On the one hand, Miller said fan fiction can be viewed as “a love letter to the original work. Writers of fan fiction (usually) want to treat the characters very well. They want to explore these characters, and they want to do right by these characters.”

But it’s a love letter that many times the original author would rather not receive.

“Fan fiction at its core is an inherently controversial topic because a lot of the established authors look at fan fiction and they don’t like it,” said Miller. “They’re very possessive. They say, ‘These are my characters and my story and my copyright, so I don’t want people using these characters.’

Miller said authors such as Anne Rice have pursued litigation against authors of fan fiction related to her works.

“This is a really interesting topic for younger generations. They tend to be really involved in fandoms, and that’s because of the proliferation of social media websites. I think this is a program that’s going to be really relevant to Monmouth College students.” Aimee Miller

“And that is a form of censorship, because you see these authors saying, ‘No, don’t do this writing. Don’t take my characters. I don’t want you sharing that,’” said Miller.

She said the idea for her lecture came from a chat she had over coffee with Hewes Library Director Sarah Henderson in the library’s Einstein Bros. Bagels shop.
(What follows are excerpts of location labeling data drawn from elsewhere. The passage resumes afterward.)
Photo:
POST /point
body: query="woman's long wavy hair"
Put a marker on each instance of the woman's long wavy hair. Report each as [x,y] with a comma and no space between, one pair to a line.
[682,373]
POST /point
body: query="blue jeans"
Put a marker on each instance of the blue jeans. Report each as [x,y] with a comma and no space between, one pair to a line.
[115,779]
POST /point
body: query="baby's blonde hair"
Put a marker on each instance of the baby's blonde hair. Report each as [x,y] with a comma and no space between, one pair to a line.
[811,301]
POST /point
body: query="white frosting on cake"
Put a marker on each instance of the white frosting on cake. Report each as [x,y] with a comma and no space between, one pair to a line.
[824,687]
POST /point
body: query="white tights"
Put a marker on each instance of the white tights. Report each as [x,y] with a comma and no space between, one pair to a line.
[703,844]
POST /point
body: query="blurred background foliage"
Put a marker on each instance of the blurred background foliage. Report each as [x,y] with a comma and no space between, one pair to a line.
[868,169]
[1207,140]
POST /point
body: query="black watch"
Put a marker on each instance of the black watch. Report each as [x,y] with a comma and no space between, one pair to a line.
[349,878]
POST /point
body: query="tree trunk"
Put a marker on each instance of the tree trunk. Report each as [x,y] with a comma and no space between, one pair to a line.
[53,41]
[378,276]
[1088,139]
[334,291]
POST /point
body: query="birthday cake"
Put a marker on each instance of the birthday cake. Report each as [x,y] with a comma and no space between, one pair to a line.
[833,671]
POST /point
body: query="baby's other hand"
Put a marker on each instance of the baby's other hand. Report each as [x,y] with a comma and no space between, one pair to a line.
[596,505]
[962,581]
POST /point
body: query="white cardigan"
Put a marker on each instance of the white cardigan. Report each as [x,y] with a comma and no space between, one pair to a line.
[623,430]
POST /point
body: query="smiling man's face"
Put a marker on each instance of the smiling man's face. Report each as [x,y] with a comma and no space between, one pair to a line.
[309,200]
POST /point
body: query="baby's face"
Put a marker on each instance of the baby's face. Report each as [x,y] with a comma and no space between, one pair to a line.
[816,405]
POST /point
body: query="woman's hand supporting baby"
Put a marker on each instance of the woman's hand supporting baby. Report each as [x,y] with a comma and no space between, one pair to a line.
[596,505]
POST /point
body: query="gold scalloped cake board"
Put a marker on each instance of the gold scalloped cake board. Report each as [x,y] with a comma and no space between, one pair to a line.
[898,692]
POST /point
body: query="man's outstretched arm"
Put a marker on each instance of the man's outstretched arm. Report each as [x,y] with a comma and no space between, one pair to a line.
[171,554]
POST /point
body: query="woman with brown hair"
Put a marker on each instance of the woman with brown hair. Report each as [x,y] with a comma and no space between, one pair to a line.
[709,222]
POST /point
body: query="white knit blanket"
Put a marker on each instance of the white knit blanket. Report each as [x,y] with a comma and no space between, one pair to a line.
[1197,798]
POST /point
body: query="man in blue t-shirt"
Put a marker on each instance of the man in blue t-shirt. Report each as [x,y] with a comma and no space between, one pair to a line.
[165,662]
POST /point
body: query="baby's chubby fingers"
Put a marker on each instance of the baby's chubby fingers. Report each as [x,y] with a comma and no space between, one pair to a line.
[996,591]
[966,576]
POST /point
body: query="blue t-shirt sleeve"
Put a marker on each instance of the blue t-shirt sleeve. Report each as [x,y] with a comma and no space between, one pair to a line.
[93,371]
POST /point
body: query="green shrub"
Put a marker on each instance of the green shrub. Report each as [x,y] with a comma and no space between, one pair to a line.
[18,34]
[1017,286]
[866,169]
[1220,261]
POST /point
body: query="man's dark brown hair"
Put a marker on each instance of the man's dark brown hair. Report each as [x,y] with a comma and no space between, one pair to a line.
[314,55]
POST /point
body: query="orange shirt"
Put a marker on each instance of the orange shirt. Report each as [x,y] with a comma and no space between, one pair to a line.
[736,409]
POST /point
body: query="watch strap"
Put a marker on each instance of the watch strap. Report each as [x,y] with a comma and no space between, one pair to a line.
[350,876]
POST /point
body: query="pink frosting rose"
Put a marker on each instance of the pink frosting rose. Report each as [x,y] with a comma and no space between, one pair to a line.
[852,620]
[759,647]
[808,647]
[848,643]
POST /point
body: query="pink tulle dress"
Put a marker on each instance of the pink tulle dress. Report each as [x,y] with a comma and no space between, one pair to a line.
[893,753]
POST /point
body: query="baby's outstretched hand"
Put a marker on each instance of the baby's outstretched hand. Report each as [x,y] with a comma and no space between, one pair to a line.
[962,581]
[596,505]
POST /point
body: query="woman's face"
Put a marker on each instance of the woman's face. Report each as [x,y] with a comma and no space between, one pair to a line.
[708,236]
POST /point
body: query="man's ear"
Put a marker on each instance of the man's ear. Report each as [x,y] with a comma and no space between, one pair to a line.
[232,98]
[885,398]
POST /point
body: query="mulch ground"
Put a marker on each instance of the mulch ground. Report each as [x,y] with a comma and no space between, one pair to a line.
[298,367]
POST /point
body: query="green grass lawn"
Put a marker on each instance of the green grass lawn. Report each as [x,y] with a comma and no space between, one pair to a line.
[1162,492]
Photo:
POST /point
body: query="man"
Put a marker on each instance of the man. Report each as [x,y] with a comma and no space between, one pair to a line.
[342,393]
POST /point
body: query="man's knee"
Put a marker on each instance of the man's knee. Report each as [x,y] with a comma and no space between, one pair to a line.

“We talked about my research interest in fan fiction, and the next thing you know, we were talking about how fan fiction can be censored,” said Miller. “Somehow the idea came up that we should do something for Banned Books Week. Part of the reason that Sarah and I agreed to do this program is that this is a really interesting topic for younger generations. They tend to be really involved in fandoms, and that’s because of the proliferation of social media websites. I think this is a program that’s going to be really relevant to Monmouth College students.”

Miller said it’s a bit “surreal” to now be part of the faculty after having been a Monmouth College student herself. As she progresses in her career, she hopes she’ll have the same type of influence on students that Monmouth faculty had on her.

“(Former psychology professor) Marsha Dopheide was the one who originally encouraged me to start pursuing fandom as a research pursuit,” said Miller. “I was really hesitant to get into it because fan fiction has something of a stigma to it. She encouraged me to look into it in a more academic way, and that’s had a profound impact on my life. And Marsha isn’t the only professor who has done that, either. I think of the communication studies department, in particular, and all of the impact they’ve had on my life.”